Sibley looked at me.
I kept silent and she did the same.
Gayle Boyarin said, “It’s never gone away completely. The pressure. But it did lessen. I kept moving. I went and had the rest of my life.”
The evidence of that life surrounded us: her home, diplomas and awards and memorabilia, the husband, the living sons. All the trappings of fulfillment.
“Carl—my first husband—he was what you call spectrumy. We married never intending to have children. He had no interest, and I didn’t think I could go through that again. When I found out I was pregnant with Adam, I started having panic attacks. Carl wanted me to get a prescription for a sedative. I blew up at him when he said that, and it all came out. His personality worked to my advantage: He could analyze what I was telling him without getting emotional. It had the effect of calming me down. Even so, I was on tenterhooks for the first year of Adam’s life. I wasn’t able to enjoy much. Things got a little easier with Matthew. But.”
A long silence.
Gayle Boyarin said, “It’s never really gone away.”
She reached for a box of tissues, wiped her eyes, sponged her damp throat. The wastebasket wasn’t in its customary spot—I had it by my feet—and she tossed the crumpled wad on the desktop, done with self-pity.
Her eyes passed from Sibley to me. “Just so you know, the bear was my idea, not Matthew’s. He was following my instructions. Whatever the charges are, they’re mine, not his.”
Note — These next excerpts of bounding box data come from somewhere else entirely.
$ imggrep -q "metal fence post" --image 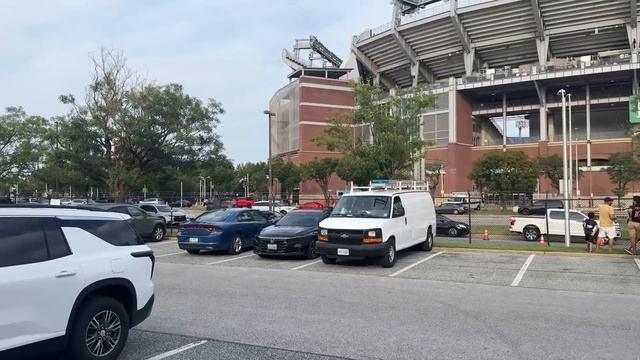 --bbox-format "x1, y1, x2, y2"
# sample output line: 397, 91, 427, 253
467, 190, 471, 244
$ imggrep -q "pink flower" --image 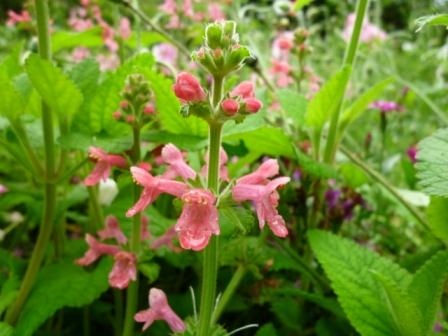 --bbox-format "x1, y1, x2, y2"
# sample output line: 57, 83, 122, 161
175, 189, 220, 251
126, 167, 188, 217
97, 215, 128, 244
221, 98, 240, 116
244, 98, 263, 113
84, 147, 126, 186
162, 144, 196, 179
75, 234, 120, 266
232, 159, 290, 237
118, 17, 132, 40
230, 81, 255, 98
134, 288, 185, 333
173, 72, 207, 103
109, 251, 137, 289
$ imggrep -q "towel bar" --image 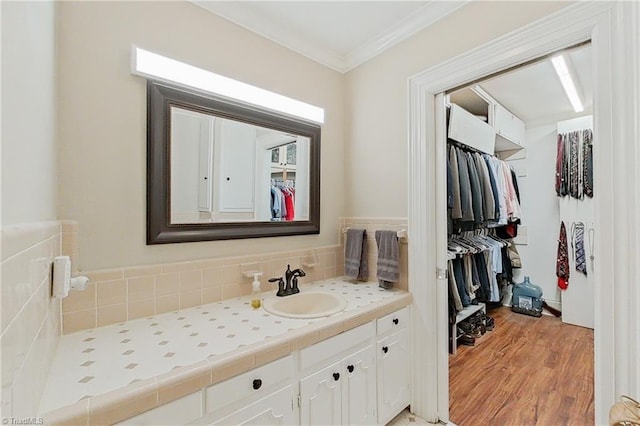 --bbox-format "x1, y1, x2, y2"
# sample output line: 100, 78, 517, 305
342, 228, 409, 242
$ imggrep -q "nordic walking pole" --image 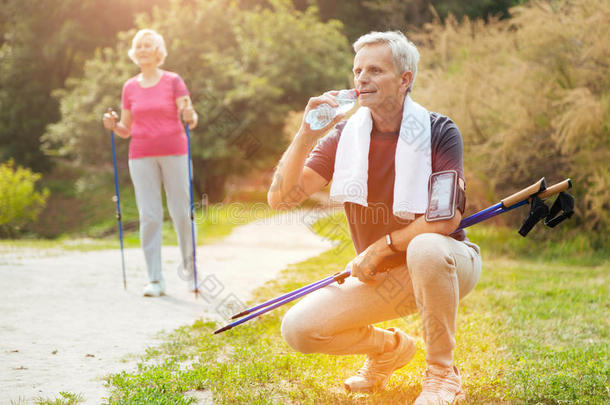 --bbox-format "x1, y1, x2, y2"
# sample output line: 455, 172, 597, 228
184, 124, 199, 298
231, 178, 546, 319
214, 178, 572, 334
108, 108, 127, 290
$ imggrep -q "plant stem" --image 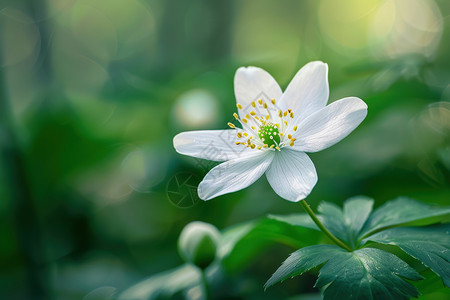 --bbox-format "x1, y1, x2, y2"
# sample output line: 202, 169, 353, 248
200, 269, 211, 300
300, 199, 352, 252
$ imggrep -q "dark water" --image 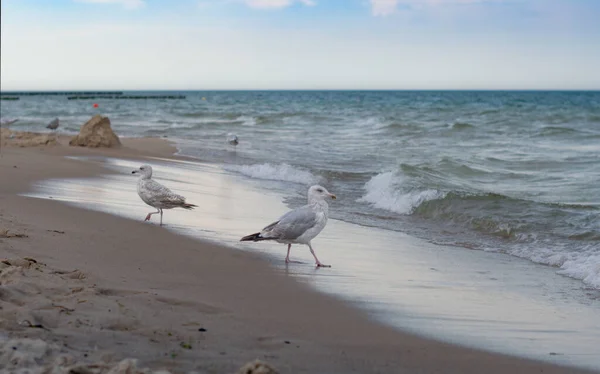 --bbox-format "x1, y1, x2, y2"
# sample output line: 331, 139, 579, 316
1, 91, 600, 288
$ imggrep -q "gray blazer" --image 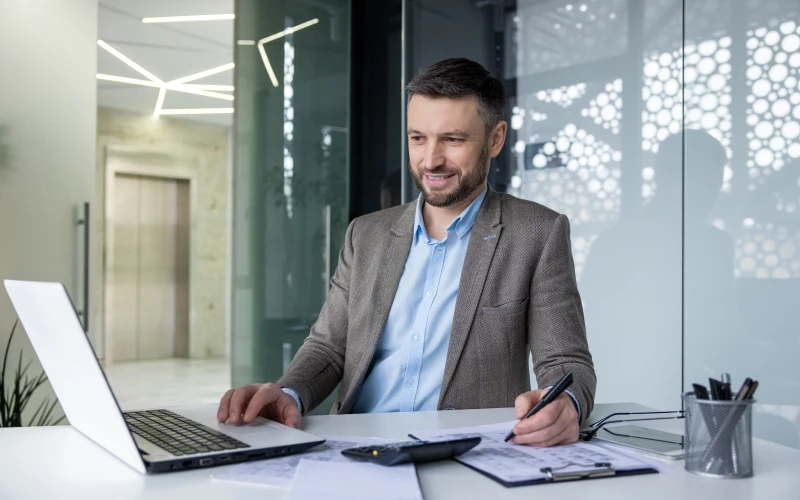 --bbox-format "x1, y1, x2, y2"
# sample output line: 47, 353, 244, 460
278, 188, 596, 419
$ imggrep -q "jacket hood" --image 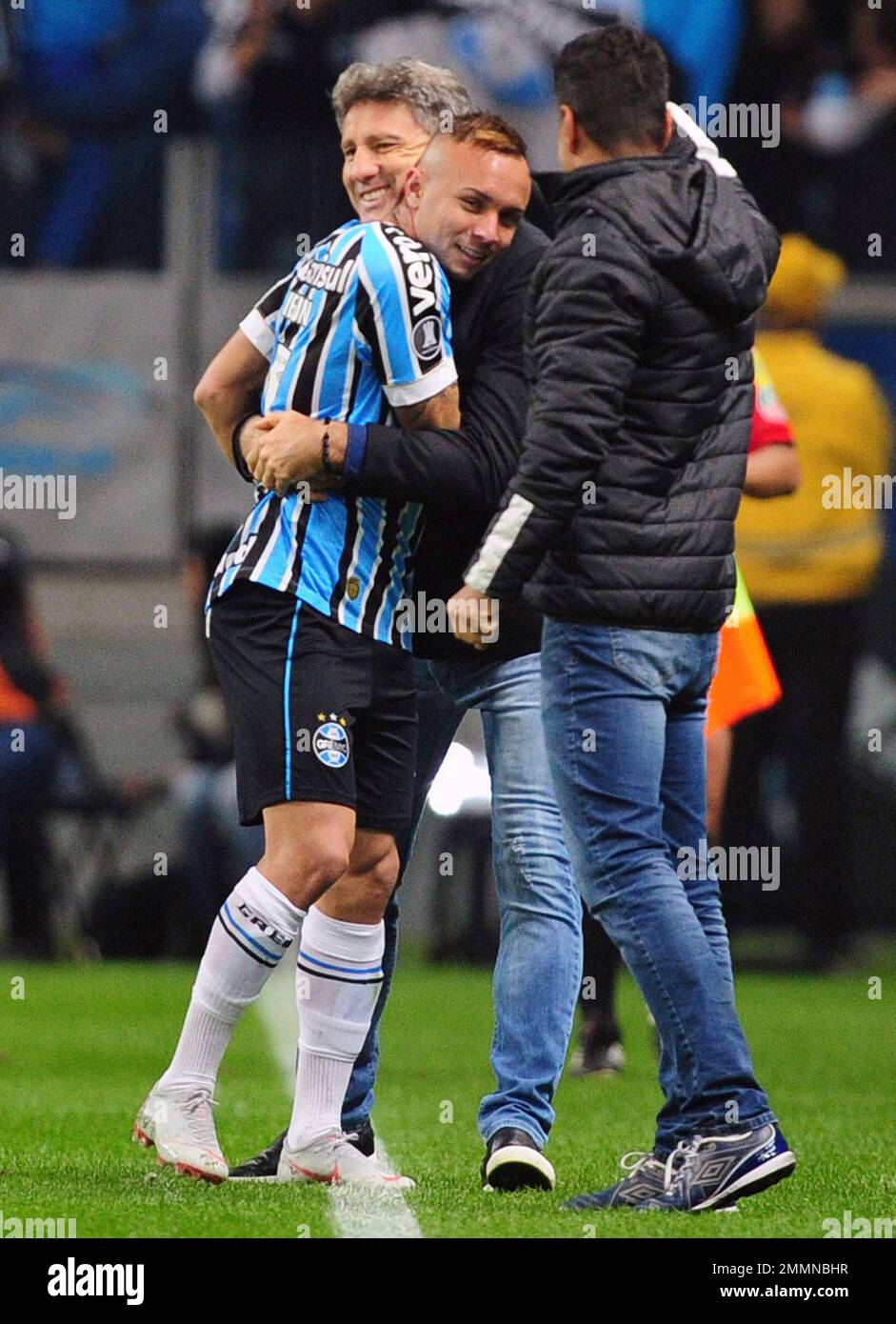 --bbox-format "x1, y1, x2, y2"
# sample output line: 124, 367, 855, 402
540, 135, 780, 322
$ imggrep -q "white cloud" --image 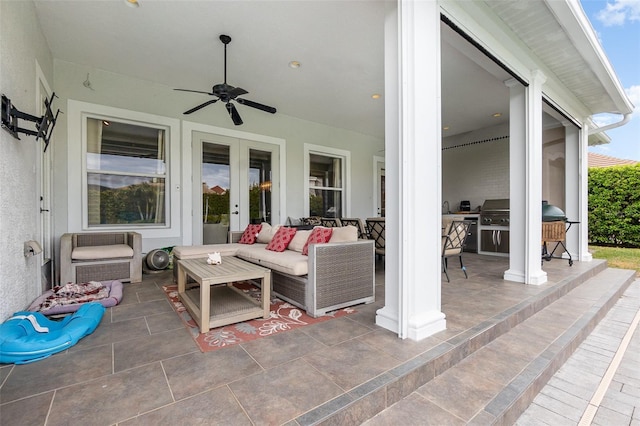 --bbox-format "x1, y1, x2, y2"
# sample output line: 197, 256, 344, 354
596, 0, 640, 27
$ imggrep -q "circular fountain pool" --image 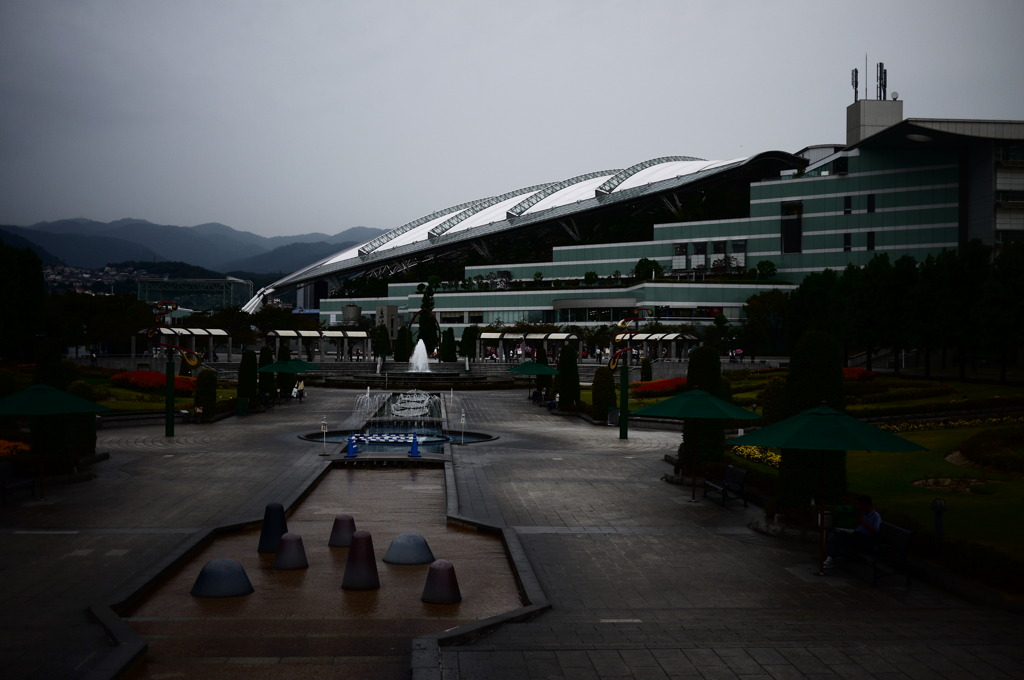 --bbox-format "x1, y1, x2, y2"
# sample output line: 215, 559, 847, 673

Sibley said, “Professor, we came here to show you something.”
She placed a copy of the toy company recall notice on the desk.
Gayle Boyarin picked it up, put on her reading glasses, scanned in silence.
“It’s thoughtful of you to give me this,” she said. “But ultimately, it’s irrelevant.”
She handed the page back to Sibley.
Some people hunger for absolution. Others cope by rejecting it.
I told Gayle Boyarin I’d issue a death certificate, listing her and Fritz Dormer as the child’s parents.
“Does he know?” she asked.
“I was required to notify him. He wasn’t interested in paying for burial, and I couldn’t find anyone else, so by law the remains were cremated. They’re in storage at one of our long-term facilities.”
“I’d like to have them.”
“Of course. I can help with that.”
“Thank you. And I’d like to reimburse you, please.”
Registering our confusion: “For the GPS thingy.”
Sibley said, “That’s not necessary.”
“To me it is.” Gayle took a checkbook and pen from the desk drawer. “I’ll leave the amount blank. To whom shall I make it out?”
Sibley said, “You can just put ‘University of California Police Department.’ ”
“I never thought I’d be giving you people money,” Gayle Boyarin said.
With a choking honk she tore off the check, and a ferocious spasm took hold of her, leaving her jackknifed and shaking.
We waited till she regained her composure. Then Sibley took the check and we left.